Efficacy and Safety of Alogliptin Combined With Pioglitazone in Treating Subjects With Type 2 Diabetes Mellitus.

Over the past 30 years, the prevalence of diabetes has increased dramatically throughout the world due to population growth, aging, urbanization, increasing obesity, and physical inactivity. The total number of people with type 2 diabetes mellitus is projected to rise from 171 million in 2000 to 366 million in 2030. The incidence of type 2 diabetes mellitus in the United States alone is expected to increase from approximately 17 to 30.3 million by the year 2030. Type 2 diabetes mellitus is associated with a number of long-term microvascular and macrovascular complications associated with a reduced quality of life and increased morbidity and mortality. It is anticipated that the increasing incidence of type 2 diabetes mellitus will place an ever-increasing burden on families, increase national expenditures for health care services, and decrease worker productivity.
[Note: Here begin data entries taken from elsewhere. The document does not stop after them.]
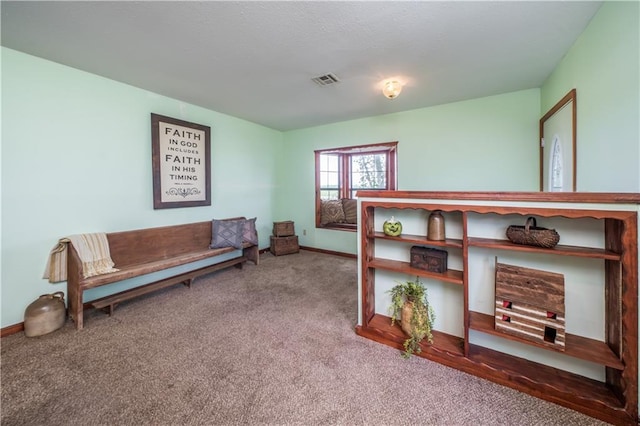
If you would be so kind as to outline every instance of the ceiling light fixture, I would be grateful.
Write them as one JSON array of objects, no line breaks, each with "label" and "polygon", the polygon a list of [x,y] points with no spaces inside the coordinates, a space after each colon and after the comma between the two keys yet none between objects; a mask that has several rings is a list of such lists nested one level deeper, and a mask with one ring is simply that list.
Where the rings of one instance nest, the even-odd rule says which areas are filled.
[{"label": "ceiling light fixture", "polygon": [[402,84],[398,80],[386,81],[382,86],[382,94],[389,99],[395,99],[402,92]]}]

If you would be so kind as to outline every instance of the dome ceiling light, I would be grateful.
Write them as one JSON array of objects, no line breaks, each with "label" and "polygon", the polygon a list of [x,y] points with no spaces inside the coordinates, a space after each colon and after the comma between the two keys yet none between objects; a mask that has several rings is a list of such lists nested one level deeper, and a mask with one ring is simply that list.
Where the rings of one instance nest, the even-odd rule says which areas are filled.
[{"label": "dome ceiling light", "polygon": [[382,94],[388,99],[395,99],[402,92],[402,84],[398,80],[388,80],[382,85]]}]

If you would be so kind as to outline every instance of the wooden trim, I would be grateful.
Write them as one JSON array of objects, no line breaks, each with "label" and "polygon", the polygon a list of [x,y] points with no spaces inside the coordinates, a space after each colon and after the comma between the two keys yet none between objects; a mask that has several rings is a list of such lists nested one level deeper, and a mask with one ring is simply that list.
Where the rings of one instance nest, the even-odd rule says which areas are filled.
[{"label": "wooden trim", "polygon": [[573,122],[573,191],[578,190],[578,99],[576,89],[573,89],[573,105],[572,112]]},{"label": "wooden trim", "polygon": [[358,232],[357,223],[327,223],[326,225],[320,225],[318,229],[333,229],[334,231],[349,231]]},{"label": "wooden trim", "polygon": [[349,259],[357,259],[358,258],[357,254],[343,253],[341,251],[325,250],[325,249],[320,249],[320,248],[316,248],[316,247],[300,246],[300,250],[313,251],[313,252],[316,252],[316,253],[332,254],[334,256],[347,257]]},{"label": "wooden trim", "polygon": [[467,212],[462,212],[462,241],[467,242],[467,244],[462,244],[463,348],[464,356],[469,356],[469,326],[471,324],[471,316],[469,313],[469,214]]},{"label": "wooden trim", "polygon": [[[567,218],[585,218],[591,217],[594,219],[618,219],[626,220],[630,217],[634,217],[636,213],[633,210],[579,210],[579,209],[562,209],[562,213],[558,214],[558,209],[553,207],[530,207],[530,206],[517,206],[517,207],[505,207],[501,205],[481,205],[481,204],[434,204],[434,203],[418,203],[418,202],[393,202],[393,201],[362,201],[362,205],[369,207],[374,206],[376,208],[394,208],[398,210],[404,209],[425,209],[425,210],[441,210],[444,212],[468,212],[478,214],[519,214],[522,216],[540,216],[540,217],[553,217],[562,216]],[[486,239],[485,239],[486,240]],[[472,237],[474,244],[480,245],[482,239]],[[500,241],[500,240],[495,240]],[[506,241],[506,240],[505,240]],[[430,243],[431,244],[431,243]],[[523,248],[519,248],[523,249]],[[536,250],[539,248],[536,248]]]},{"label": "wooden trim", "polygon": [[20,333],[21,331],[24,331],[23,322],[4,327],[2,330],[0,330],[0,337],[11,336],[12,334]]},{"label": "wooden trim", "polygon": [[[380,148],[380,149],[378,149]],[[320,197],[320,155],[336,154],[339,155],[338,164],[338,199],[352,198],[352,182],[351,182],[351,165],[350,158],[352,155],[358,154],[387,154],[387,187],[389,191],[395,191],[398,185],[397,163],[398,163],[398,141],[381,142],[370,145],[356,145],[341,148],[317,149],[314,151],[315,162],[315,212],[316,212],[316,228],[319,229],[341,229],[336,224],[322,225],[322,200]],[[349,182],[349,185],[347,185]],[[357,227],[357,226],[356,226]],[[347,230],[351,230],[347,228]]]},{"label": "wooden trim", "polygon": [[560,101],[558,101],[557,104],[555,104],[553,106],[553,108],[551,108],[549,111],[547,111],[547,113],[545,115],[542,116],[542,118],[540,119],[540,127],[539,127],[539,133],[540,133],[540,137],[538,138],[538,148],[539,148],[539,152],[540,152],[540,191],[544,191],[544,148],[542,147],[542,138],[544,138],[544,123],[545,121],[547,121],[549,118],[551,118],[556,112],[558,112],[561,108],[563,108],[566,104],[568,104],[569,102],[572,102],[573,104],[571,105],[571,131],[573,133],[573,140],[571,141],[572,145],[573,145],[573,158],[572,158],[572,165],[573,165],[573,185],[572,185],[572,191],[576,191],[577,189],[577,185],[576,185],[576,177],[577,177],[577,173],[576,173],[576,166],[577,166],[577,158],[578,158],[578,153],[576,152],[576,149],[578,148],[578,136],[576,135],[576,132],[578,130],[578,126],[577,126],[577,111],[578,111],[578,107],[577,107],[577,95],[576,95],[576,89],[571,89],[569,91],[569,93],[567,93],[566,95],[564,95],[564,97],[562,99],[560,99]]},{"label": "wooden trim", "polygon": [[316,172],[316,228],[320,228],[320,218],[322,217],[322,200],[320,200],[320,152],[315,152],[315,172]]},{"label": "wooden trim", "polygon": [[387,155],[388,182],[387,186],[390,191],[398,189],[398,142],[395,147],[389,151]]},{"label": "wooden trim", "polygon": [[[349,161],[351,156],[341,155],[340,163],[338,165],[338,198],[351,198],[349,195],[349,188],[353,185],[351,182],[351,162]],[[347,185],[349,182],[349,185]]]},{"label": "wooden trim", "polygon": [[[385,149],[386,147],[386,149]],[[345,153],[345,154],[359,154],[359,153],[369,153],[369,152],[389,152],[391,150],[395,150],[398,147],[398,141],[391,142],[379,142],[372,143],[368,145],[353,145],[353,146],[341,146],[338,148],[324,148],[324,149],[316,149],[315,153],[317,154],[331,154],[331,153]],[[374,149],[370,149],[374,148]],[[382,148],[382,149],[377,149]]]},{"label": "wooden trim", "polygon": [[376,239],[370,236],[374,232],[374,216],[375,207],[367,207],[365,203],[360,203],[360,216],[362,223],[360,224],[361,235],[361,253],[363,259],[361,261],[362,268],[362,326],[369,327],[369,322],[375,315],[376,304],[376,274],[372,268],[369,268],[368,262],[375,256]]},{"label": "wooden trim", "polygon": [[358,191],[358,198],[412,198],[425,200],[529,201],[553,203],[640,204],[637,192],[465,192]]}]

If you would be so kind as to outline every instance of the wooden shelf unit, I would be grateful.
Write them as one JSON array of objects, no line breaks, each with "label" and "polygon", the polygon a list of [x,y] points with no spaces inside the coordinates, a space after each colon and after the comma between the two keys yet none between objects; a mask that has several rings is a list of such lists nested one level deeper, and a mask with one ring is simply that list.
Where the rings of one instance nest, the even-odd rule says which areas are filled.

Current pharmacologic interventions for type 2 diabetes mellitus include a diverse range of antidiabetic medications with different mechanisms of action including insulin and insulin analogues, sulfonylureas, metformin, meglitinides, thiazolidinediones, inhibitors of alpha-glucosidase, analogs of glucagon-like peptide-1 and synthetic analogues of human amylin. Despite the variety of medications, many have clinically important or potentially life-threatening side effects, restricted use in many subpopulations, concerns with long-term tolerability, and challenges related to compliance due to side effects and route of administration. All of these reasons contribute to the difficulties patients have achieving the target glycosylated hemoglobin level less than 7%.

SYR-322 (alogliptin) is a selective, orally available inhibitor of the dipeptidyl peptidase-4 enzyme. Dipeptidyl peptidase-4 enzyme is thought to be primarily responsible for the in vivo degradation of 2 peptide hormones released in response to nutrient ingestion, namely glucagon-like peptide-1 and glucose-dependent insulinotropic peptide. Both peptides exert important effects on islet beta cells to stimulate glucose-dependent insulin secretion as well as regulating beta cell proliferation and cytoprotection. Glucagon-like peptide-1, but not glucose-dependent insulinotropic peptide, inhibits gastric emptying, glucagon secretion, and food intake. Glucose-dependent insulinotropic peptide has been shown to enhance insulin secretion by direct interaction with a glucose-dependent insulinotropic peptide -specific receptor on islet beta cells. The glucose-lowering actions of glucagon-like peptide-1, but not glucose-dependent insulinotropic peptide, are preserved in patients with type 2 diabetes mellitus.

Pioglitazone (ACTOS®) is a thiazolidinedione developed by Takeda Chemical Industries, Ltd. (Osaka, Japan) that is approved for the treatment of type 2 diabetes mellitus. Pioglitazone is a selective peroxisome proliferator-activated receptor-gamma agonist that decreases insulin resistance in the periphery and liver resulting in increased insulin-dependent glucose disposal and decreased hepatic glucose output.

Given the complementary mechanisms of action of alogliptin (stimulation of insulin secretion) and pioglitazone (enhancement of insulin sensitivity), the goal of this study is to evaluate the efficacy of the combination of alogliptin with pioglitazone in patients who are inadequately controlled on metformin. Study participation is anticipated to be approximately 7 months.